Revenue Operations

Average Contract Value

The average annualised revenue generated per customer contract. ACV normalises deal size across contracts of different lengths and is the primary unit for quota-setting, pricing strategy, and commercial efficiency measurement in recurring-revenue businesses.

Also known as:

ACV, average deal size, average annual contract value

Average Contract Value (ACV) is the average annualised revenue generated per customer contract. It normalises deal size across contracts of different durations — a 24-month contract worth £48,000 has an ACV of £24,000, the same as a 12-month contract worth £24,000. ACV is the primary unit used for quota-setting, pricing strategy, and commercial efficiency measurement in recurring-revenue businesses.

ACV vs. TCV and ARR

ACV is often confused with two related metrics. Total Contract Value (TCV) is the full value of a contract over its entire term — ACV is TCV divided by years. Annual Recurring Revenue (ARR) is the total annualised recurring revenue from all live customers at a given point in time. ACV is a per-deal metric (average deal size, annualised); ARR is a portfolio metric (total recurring revenue in the book of business).

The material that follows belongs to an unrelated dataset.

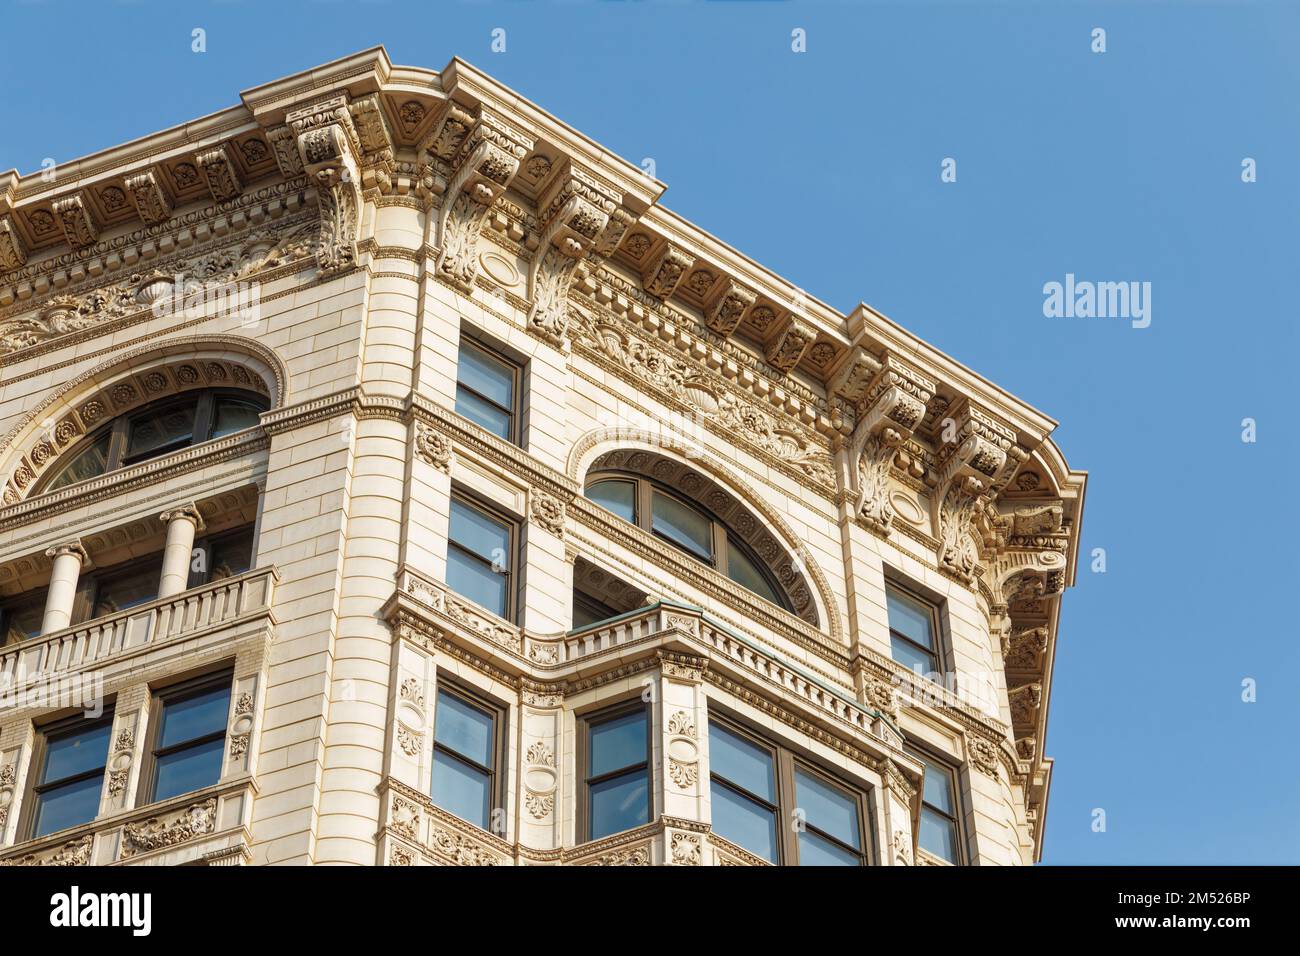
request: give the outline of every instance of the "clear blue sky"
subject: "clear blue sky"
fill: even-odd
[[[455,54],[652,157],[666,205],[810,294],[869,302],[1052,415],[1091,473],[1083,553],[1105,548],[1107,573],[1066,595],[1046,861],[1300,862],[1295,7],[5,6],[0,169],[374,44],[434,69]],[[1151,326],[1045,318],[1066,273],[1151,282]]]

Why ACV matters for go-to-market design

ACV largely determines the appropriate go-to-market model. At low ACV (sub-£5k), the cost of a human sales motion typically makes it uneconomic — product-led or low-touch digital approaches are required. At mid-range ACV (£10k–£50k), inside sales or mid-market AE motions are typical. At high ACV (£50k+), enterprise field sales with longer cycles and larger account teams become viable. Getting the ACV-to-sales-motion alignment wrong is one of the most common reasons early-stage SaaS businesses have unsustainable unit economics.

ACV as a lever, not a fixed constraint

Sales teams can actively influence ACV through pricing strategy, deal structuring, upsell capability, and qualification discipline. Reps who routinely discount to close are reducing ACV — and often doing so without improving close rates, since buyers who ask for discounts are typically responding to a weak value case rather than a genuine pricing objection. Teams that track and manage ACV by rep and segment identify commercial leakage that would be invisible in revenue-only reporting.

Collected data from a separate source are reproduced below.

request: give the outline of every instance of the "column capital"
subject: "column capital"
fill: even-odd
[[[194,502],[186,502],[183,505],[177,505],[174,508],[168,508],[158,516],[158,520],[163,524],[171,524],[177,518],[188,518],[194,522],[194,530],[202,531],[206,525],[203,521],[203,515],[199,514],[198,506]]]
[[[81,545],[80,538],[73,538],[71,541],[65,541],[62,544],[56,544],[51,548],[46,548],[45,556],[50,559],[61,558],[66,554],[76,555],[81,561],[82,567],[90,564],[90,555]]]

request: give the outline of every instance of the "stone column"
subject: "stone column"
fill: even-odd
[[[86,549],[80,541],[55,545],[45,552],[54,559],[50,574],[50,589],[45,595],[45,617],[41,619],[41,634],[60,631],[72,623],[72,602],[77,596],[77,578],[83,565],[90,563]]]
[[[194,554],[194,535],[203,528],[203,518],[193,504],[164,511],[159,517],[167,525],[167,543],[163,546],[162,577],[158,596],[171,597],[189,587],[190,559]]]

How Closing Foundry uses it

ACV is one of the primary inputs to the go-to-market architecture we design in Closing OS engagements. Before recommending a sales motion — inside sales, field sales, founder-led, or partner-led — we establish the expected ACV and model whether that motion is economically viable. Teams running an enterprise sales motion against an ACV of £8k will typically have unsustainable unit economics. We also track ACV by rep and segment to identify commercial leakage: sellers who consistently close below average ACV on comparable accounts are often discounting to close rather than building the value case. ACV is also a primary lever in commercial model redesign — pricing, packaging, and bundling decisions made during a Closing OS engagement are evaluated against their ACV impact before implementation.